Exhibit 8.1
[Letterhead of Drinker Biddle & Reath LLP]
December 20, 2017
Pennsylvania Real Estate Investment Trust
200 South Broad Street
Philadelphia, PA 19102-3803
Ladies and Gentlemen:
You have requested our opinion concerning certain federal income tax matters in connection with the preparation and filing by Pennsylvania Real Estate Investment Trust, a Pennsylvania business trust (the “Trust”), of a registration statement on FormS-3 (the “Registration Statement”) under the Securities Act of 1933, as amended, with respect to the contemplated issuance by the Trust from time to time of common shares of beneficial interest, par value $1.00 per share; preferred shares of beneficial interest; debt securities, which may be senior debt securities, senior subordinated debt securities, or subordinated debt securities; warrants exercisable for common shares, preferred shares, debt securities, depositary shares, rights, or other securities; rights; depositary shares; and units consisting of any combination of these securities.
This opinion is based, in part, on various assumptions and the representations made by you as to factual matters set forth in the Registration Statement and in a letter delivered to us by you today. This opinion is also based upon the Internal Revenue Code of 1986, as amended (the “Code”), Treasury Regulations promulgated under it, and existing administrative and judicial interpretations, all as they exist as of the date of this letter. All of these statutory provisions, regulations, and interpretations are subject to change, in some circumstances with retroactive effect. Any changes to these authorities might result in modifications of our opinions contained in this letter.
Based on the foregoing, we are of the opinion that:
1. For all years as to which the Trust’s tax returns remain open for adjustment by the Internal Revenue Service, the Trust has been organized in conformity with the requirements for qualification as a “real estate investment trust” under the Code, and the Trust’s method of operation, as described in the representations referred to above, has been such as to enable it to meet, and to continue to meet, the requirements for qualification and taxation as a “real estate investment trust” under the Code.

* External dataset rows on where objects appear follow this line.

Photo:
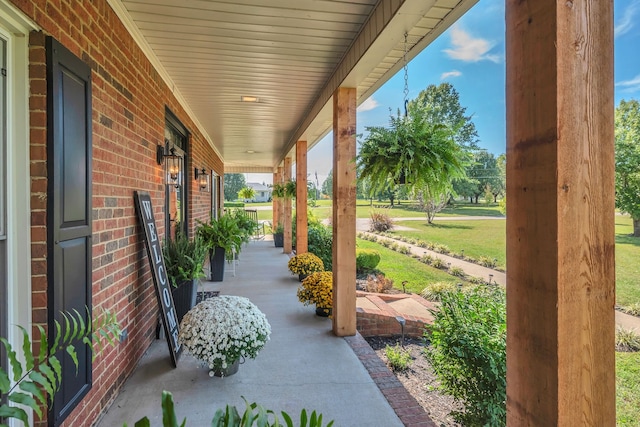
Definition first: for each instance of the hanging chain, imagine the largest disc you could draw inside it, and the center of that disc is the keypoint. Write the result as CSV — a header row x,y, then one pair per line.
x,y
406,76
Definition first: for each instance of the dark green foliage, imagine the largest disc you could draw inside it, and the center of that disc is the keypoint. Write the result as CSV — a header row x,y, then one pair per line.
x,y
183,258
254,415
42,371
366,260
468,353
320,243
233,183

2. The statements in the Prospectus set forth under the caption “Material U.S. Federal Income Tax Consequences,” to the extent those statements constitute matters of law, summaries of legal matters, or legal conclusions, and subject to the limitations expressed therein, have been reviewed by us and are accurate in all material respects.
We express no opinion with respect to the matters described in the Prospectus other than those expressly set forth herein. This opinion represents our best legal judgment, but it has no binding effect or official status of any kind, and no assurance can be given that contrary positions may not be taken by the Internal Revenue Service or by a court.
We hereby consent to the use of this opinion as an exhibit to the Registration Statement and to the reference to our firm in the Registration Statement under the caption “Legal Matters.” In
giving this consent, we do not admit that we come within the categories of persons whose consent is required under Section 7 of the Securities Act of 1933, as amended, or under the rules and regulations of the Securities and Exchange Commission issued thereunder.